Obtaining a cmap for color brewer palette

Question

How to obtain the cmap version of the palette that comes from sns.color_palette() function? For example, I can ask for the color brewer palette like this:

sns.color_palette('Blues')

but

sns.color_palette('Blues', as_cmap=True)

results in "TypeError: color_palette() got an unexpected keyword argument 'as_cmap'".

I could of course use sns.choose_colorbrewer_palette(), which accepts as_cmap argument, but it only works in interactive mode (I can't ask it for 'Blues' in the python script).

Answer 1

Just want to add something that was confusing for me.

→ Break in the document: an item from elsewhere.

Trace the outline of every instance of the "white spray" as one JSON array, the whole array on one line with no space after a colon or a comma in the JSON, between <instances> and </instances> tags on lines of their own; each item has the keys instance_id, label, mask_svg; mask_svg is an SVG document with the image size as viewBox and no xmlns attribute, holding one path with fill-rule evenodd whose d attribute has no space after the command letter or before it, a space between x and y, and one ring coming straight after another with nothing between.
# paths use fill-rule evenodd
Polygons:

For palettes that support it, if you set as_cmap=True, seaborn creates a color palette with 256 colors and then asks mpl.ListedColorMap to make an mpl.ColorMap (which will simply interpolate between the neighboring colors, treating them as if they split [0, 1] interval into equal parts). It makes sense that seaborn doesn't use the n_colors argument in this case because a mpl.ColorMap represents a function from [0, 1] into colors, and the more colors are used to create this with mpl.ListedColorMap the more precise the function is. (Presumably no need to go above 256 colors due for most applications?)

So converting a seaborn color palette to mpl.ColorMap can be done by generating 256 colors of the palette (assuming the palette is generated algorithmically of course, so it produces that many distinct colors) and then calling mpl.ListedColorMap. Of course, as @mwaskom pointed out one can simply use the mpl.ColorMap object from mpl.cm namespace.

Answer 2

If you want to use the colormap in a matplotlib/seaborn function, simply pass the name (e.g., plt.pcolormesh(..., cmap="Blues")) and matplotlib will know what to do.

If you want the colormap object for some reason, it lives in the matplotlib.cm namespace.